Серебряный закурил, как герой, которого заслуживал голый марафон, и в ту же секунду рейтинги Первого Бюрократического взлетели до небес. Сервера служб доставки сигарет обрушились, не выдержав наплыва жаждущих походить на нового кумира. Руководство о чем-то шепталось, впервые не обращая внимание на капризного Балехандро, уверяющего в бессмысленности затеи договориться с Бусом и его шестеркой. Руководству нужен Джонни в прайм-тайме, ведущий какую-нибудь авторскую программу «курение под прожекторами» или вечерние, а может быть вообще все бюрократические новости? Услышав это Балехандро нервно засмеялся, и этот надоевший руководству смех пришелся некстати. После отмашки его впервые вывели из студии охранники.

– Наши дни сочтены? – спрашивал Гарри, утирая салфетками капли пота со лба.

Балехандро полез в карман, достать сигареты, которые оставил в студии. Гарри по привычке протянул ему пачку с зажигалкой.

– Спасибо, Гарри, может…

– Объединим усилия? Ты же это хотел сказать!?

Именно это и хотел сказать Балехандро, ведь когда-то они с Гарри дружили пока между ними не встала работа.

– Да, Гарри, и кажется, я знаю, как решить эту проблему.

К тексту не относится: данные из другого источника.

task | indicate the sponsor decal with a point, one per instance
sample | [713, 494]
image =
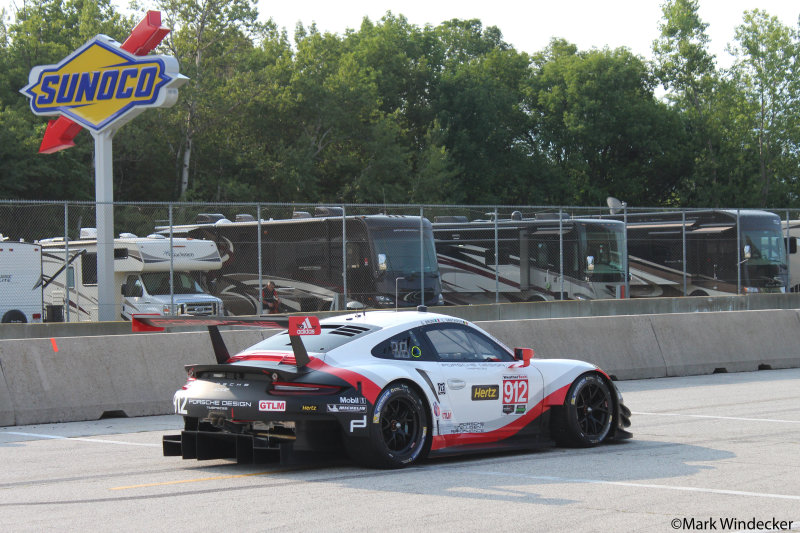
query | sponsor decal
[358, 423]
[515, 390]
[485, 392]
[179, 403]
[211, 404]
[469, 427]
[353, 400]
[304, 325]
[347, 408]
[271, 405]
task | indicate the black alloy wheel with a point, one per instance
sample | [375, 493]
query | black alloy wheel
[587, 414]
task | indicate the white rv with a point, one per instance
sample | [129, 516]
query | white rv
[141, 275]
[20, 281]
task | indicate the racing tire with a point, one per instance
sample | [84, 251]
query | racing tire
[399, 430]
[587, 414]
[14, 317]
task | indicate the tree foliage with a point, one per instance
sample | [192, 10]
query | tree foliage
[392, 112]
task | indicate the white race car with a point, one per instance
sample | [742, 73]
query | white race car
[390, 387]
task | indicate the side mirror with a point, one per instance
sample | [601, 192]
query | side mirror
[523, 354]
[792, 245]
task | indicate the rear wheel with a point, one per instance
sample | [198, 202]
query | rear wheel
[399, 432]
[587, 414]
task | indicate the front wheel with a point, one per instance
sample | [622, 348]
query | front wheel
[587, 414]
[398, 430]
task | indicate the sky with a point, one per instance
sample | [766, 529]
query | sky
[529, 25]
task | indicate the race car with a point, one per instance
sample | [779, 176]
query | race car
[391, 388]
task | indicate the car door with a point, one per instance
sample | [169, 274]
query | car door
[491, 396]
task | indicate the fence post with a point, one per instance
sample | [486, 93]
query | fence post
[496, 260]
[344, 259]
[787, 288]
[260, 304]
[421, 257]
[625, 254]
[738, 254]
[66, 262]
[561, 254]
[683, 243]
[171, 264]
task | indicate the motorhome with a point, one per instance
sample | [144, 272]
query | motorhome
[518, 259]
[20, 282]
[142, 280]
[386, 261]
[712, 252]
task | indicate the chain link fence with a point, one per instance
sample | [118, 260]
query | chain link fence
[215, 258]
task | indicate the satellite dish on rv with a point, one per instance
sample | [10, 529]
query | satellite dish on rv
[615, 205]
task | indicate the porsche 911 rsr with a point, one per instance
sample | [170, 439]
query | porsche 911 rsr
[391, 387]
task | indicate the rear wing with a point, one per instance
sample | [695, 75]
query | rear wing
[297, 326]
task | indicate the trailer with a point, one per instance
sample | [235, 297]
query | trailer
[142, 280]
[20, 282]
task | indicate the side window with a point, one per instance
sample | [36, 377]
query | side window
[455, 343]
[403, 346]
[89, 269]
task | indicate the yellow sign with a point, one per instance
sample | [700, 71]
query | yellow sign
[100, 85]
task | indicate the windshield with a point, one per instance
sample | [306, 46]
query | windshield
[766, 247]
[157, 283]
[397, 251]
[604, 246]
[331, 336]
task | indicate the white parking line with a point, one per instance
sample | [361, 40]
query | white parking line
[739, 419]
[639, 485]
[102, 441]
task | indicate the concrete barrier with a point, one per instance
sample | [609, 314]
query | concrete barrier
[701, 343]
[625, 347]
[85, 378]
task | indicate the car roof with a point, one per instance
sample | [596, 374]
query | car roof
[385, 319]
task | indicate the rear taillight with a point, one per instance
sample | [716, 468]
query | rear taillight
[281, 388]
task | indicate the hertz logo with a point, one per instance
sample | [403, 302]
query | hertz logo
[100, 83]
[485, 392]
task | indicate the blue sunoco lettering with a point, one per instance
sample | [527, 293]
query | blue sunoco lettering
[50, 92]
[123, 91]
[147, 78]
[108, 83]
[88, 86]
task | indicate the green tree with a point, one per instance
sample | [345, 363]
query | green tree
[766, 66]
[600, 127]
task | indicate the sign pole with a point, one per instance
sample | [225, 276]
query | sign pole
[104, 205]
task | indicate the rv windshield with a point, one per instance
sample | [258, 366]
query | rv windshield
[766, 246]
[158, 283]
[397, 251]
[605, 246]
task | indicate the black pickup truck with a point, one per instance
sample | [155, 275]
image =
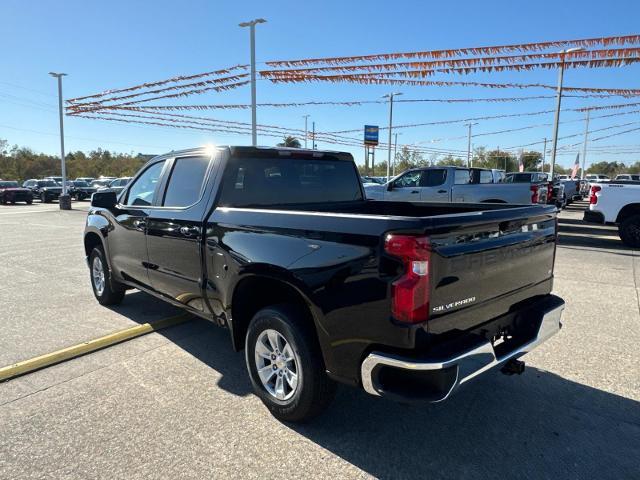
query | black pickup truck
[317, 284]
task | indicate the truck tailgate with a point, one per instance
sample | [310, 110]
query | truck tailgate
[480, 270]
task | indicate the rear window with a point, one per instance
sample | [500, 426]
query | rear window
[274, 181]
[486, 176]
[518, 178]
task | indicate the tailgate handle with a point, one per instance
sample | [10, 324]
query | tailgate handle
[511, 226]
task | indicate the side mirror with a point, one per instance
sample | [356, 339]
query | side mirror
[108, 199]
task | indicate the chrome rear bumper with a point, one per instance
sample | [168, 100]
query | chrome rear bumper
[450, 373]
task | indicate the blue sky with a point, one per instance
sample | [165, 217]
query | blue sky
[103, 45]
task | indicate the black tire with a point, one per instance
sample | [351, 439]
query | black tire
[112, 292]
[314, 390]
[629, 231]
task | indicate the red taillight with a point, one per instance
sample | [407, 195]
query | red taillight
[410, 292]
[534, 193]
[550, 197]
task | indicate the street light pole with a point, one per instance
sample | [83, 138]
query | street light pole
[558, 103]
[306, 117]
[390, 97]
[64, 202]
[469, 147]
[395, 153]
[252, 27]
[313, 135]
[584, 147]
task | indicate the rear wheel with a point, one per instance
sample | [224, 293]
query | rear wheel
[106, 290]
[629, 230]
[285, 364]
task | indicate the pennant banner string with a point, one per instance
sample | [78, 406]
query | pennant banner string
[486, 50]
[463, 62]
[219, 88]
[203, 83]
[179, 78]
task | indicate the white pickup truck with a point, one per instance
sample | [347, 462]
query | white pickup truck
[619, 203]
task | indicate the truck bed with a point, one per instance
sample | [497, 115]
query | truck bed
[486, 259]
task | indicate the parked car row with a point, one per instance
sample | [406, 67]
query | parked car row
[617, 202]
[49, 189]
[458, 184]
[12, 192]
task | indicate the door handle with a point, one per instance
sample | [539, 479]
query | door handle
[189, 231]
[139, 224]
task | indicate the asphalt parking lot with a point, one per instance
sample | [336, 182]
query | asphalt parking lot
[178, 403]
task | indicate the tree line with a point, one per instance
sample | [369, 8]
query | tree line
[22, 163]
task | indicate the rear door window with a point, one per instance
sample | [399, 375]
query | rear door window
[143, 189]
[433, 177]
[409, 179]
[186, 181]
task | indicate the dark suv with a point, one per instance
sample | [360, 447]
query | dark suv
[45, 190]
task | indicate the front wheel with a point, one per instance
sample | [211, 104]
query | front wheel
[285, 364]
[106, 290]
[629, 231]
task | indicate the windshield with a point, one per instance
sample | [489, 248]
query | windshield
[282, 180]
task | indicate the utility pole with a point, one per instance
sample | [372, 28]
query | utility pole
[390, 97]
[558, 103]
[584, 147]
[64, 200]
[306, 117]
[252, 27]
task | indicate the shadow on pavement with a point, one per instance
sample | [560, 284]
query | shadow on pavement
[587, 229]
[537, 425]
[612, 243]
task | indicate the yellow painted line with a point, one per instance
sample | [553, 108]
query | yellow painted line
[48, 359]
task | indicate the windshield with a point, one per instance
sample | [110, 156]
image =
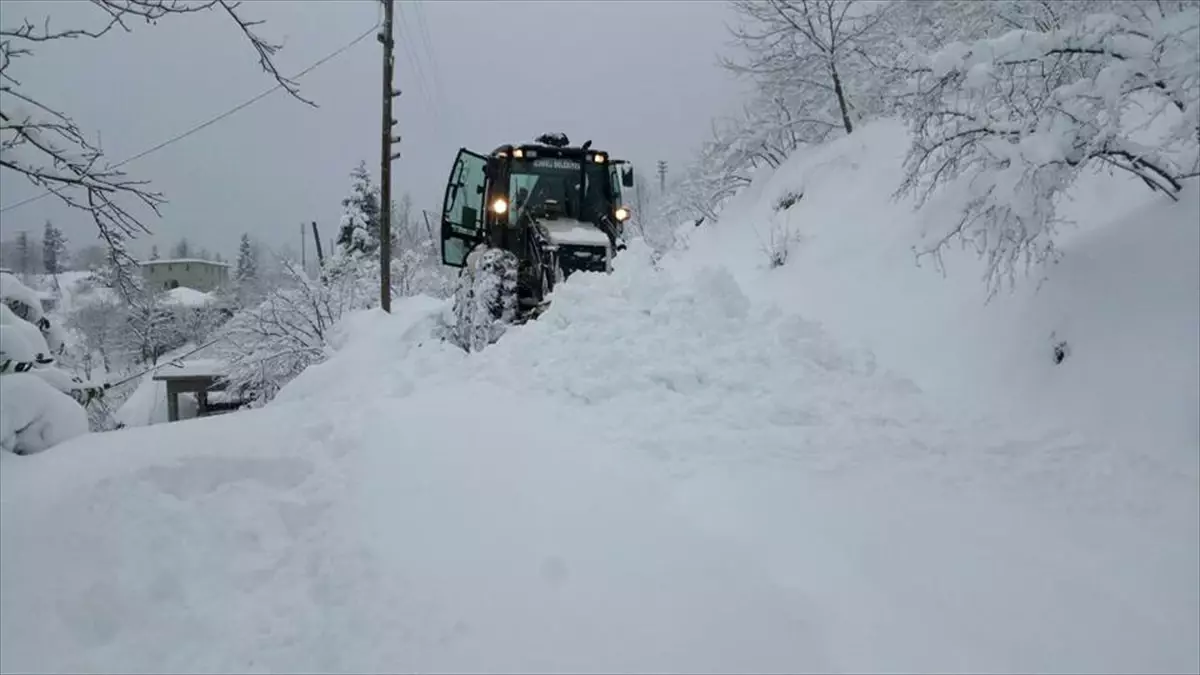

В такие секунды Гарри побаивался зловещей интонации Балехандро. Выбирать не приходилось, если Серебряный попадет в студию, то они оба останутся без работы, но если помочь с ним разобраться, то Балехандро, как обычно, сжалится над ним. Однако, Гарри после унижения на всю бюрократическую вселенную не нужна жалость. Ему нужно возмездие. Правда он не знал, как его осуществить, но имел эту возможность ввиду.

– Тогда чего же мы ждем?! – Балехандро не обратил внимание на наигранный энтузиазм, думая о том, как бы Анигиляша не сошла вместе вселенной с ума из-за одной паршивой улыбки.

Анигиляша слушала указания из студии, что ей сделать, как и зачем, но все слова походили на невнятное бормотание, среди которого лишь одно слово вернуло её из царства грез: «Интервью!».

«Почему обладатель чарующей улыбки стоит, как вкопанный, когда за его голову обещан бланк? Ваша покорная слуга Анигиляша постарается это выяснить!», – пилот, оператор, собравшиеся у экранов и слушатели радиотрансляции, как один кивали, требуя, чтобы она это скорей сделала.

С грацией присущей девушкам с планеты Дестрой, Анигиляша спрыгнула с трапа, чтобы эффектно приземлиться подле Джонни, который даже не удосужился поднять голову, чтобы заглянуть ей под юбку. Часть прикованных к экранам восхищались его стойкости, другие же не понимали, чем фонарный столб сумел увлечь Серебряного?

– Семнадцать, – сказал в протянутый микрофон Джонни.

– Что значит семнадцать?

– Уже шестнадцать, – Джонни посмотрел на хлопающую ресницами Анигиляшу. – Столбов осталось до того, как Зуб разорвет меня на куски. Слышите?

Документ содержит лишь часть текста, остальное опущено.